Posts Tagged ‘research’

Is your Education about Finances Lacking?

Saturday, February 6th, 2010

National Bureau of Economic Research

There is more bad news according to a recent survey done by the National Bureau of Economic Research. The survey, called “Financial Literacy among the Young” showed less than 33% of 20 to 30 year olds had a basic knowledge of interest rates, controlling investment risk, or inflation. The survey indicated people are willing to learn, but don’t know some of the most basic financial issues.

If you count yourself as one of the millions of Americans who has a lot to learn in terms of finances, then do your own research. We got some tips for financial management for you. A basic understanding of each could make a huge difference in your future economic health.

Your budget is key

You may be tired of hearing about the budget, but the budget is Number One when it comes to finances. You have to know how much money you bring in, how much you put out, and the surplus or deficiency that generates every month. It’s easiest to write everything down in a notebook or find software that can help. Mint.com is a website where you can keep track of your own budget. Once you figure out whether or not you have a surplus or deficit at the end of your accounting period, you can start cutting back on unnecessary expenditures.

Build up savings

Your parents were right: Cash is king. Parents in generations past knew you had to put money aside. Along the way, we forgot the value of saving, and though debt was the best idea. We started spending more than we really had. How do you fix that? Start saving, just like generations past did. The best thing to do is take a percentage out of your paycheck and set it away before spend money on anything else.

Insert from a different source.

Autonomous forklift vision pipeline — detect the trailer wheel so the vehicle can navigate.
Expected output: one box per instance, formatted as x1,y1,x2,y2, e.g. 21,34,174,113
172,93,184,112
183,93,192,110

It’s not always wise to use credit

Credit-card debt is a huge expense for a lot of families, and it can cause enormous problems. The best thing to do is have credit cards, but use them only occasionally for small purchases. Pay them off right away, as you don’t want those hyenas to get their hooks in you. Costs of credit are FAR too much to have any kind of balance for long. You might have a low interest rate, but you’re paying more than you would if you’d have used cash.

Plan for retirement

The Roth IRA is a great retirement-planning tool. It’s flexible, and best of all, tax free. Typically, a lot of workplaces have an IRA available, and take advantage if your company offers matching contributions. If your company doesn’t match your IRA, then stay with your own Roth IRA.

Insure yourself

For anyone with young children or other dependents, life insurance is a necessity. A general rule of thumb is to have enough life insurance to cover eight to ten times your current annual income. That may sound like a lot, but it isn’t. Once you die, your loved ones, especially young children, will need money to sustain themselves. If you make $ 80,000 a year, for example, you should buy $ 800,000 of coverage. If your family has to live on that money for 15 years before they are old enough to manage by themselves, that’s only $ 53,333 a year.

Managing finances wisely

If we’ve learned just one thing from this recession, it is that wise decisions are key to surviving a tumultuous economic market. Although things are on the upswing right now, that doesn’t mean that things are back to normal. People who were mired in debt before the recession hit don’t have the luxury of waiting to sort out their finances. It’s better to get to hard task of analyzing your spending, and changing them right away. Your future, at least financially, hinges on it.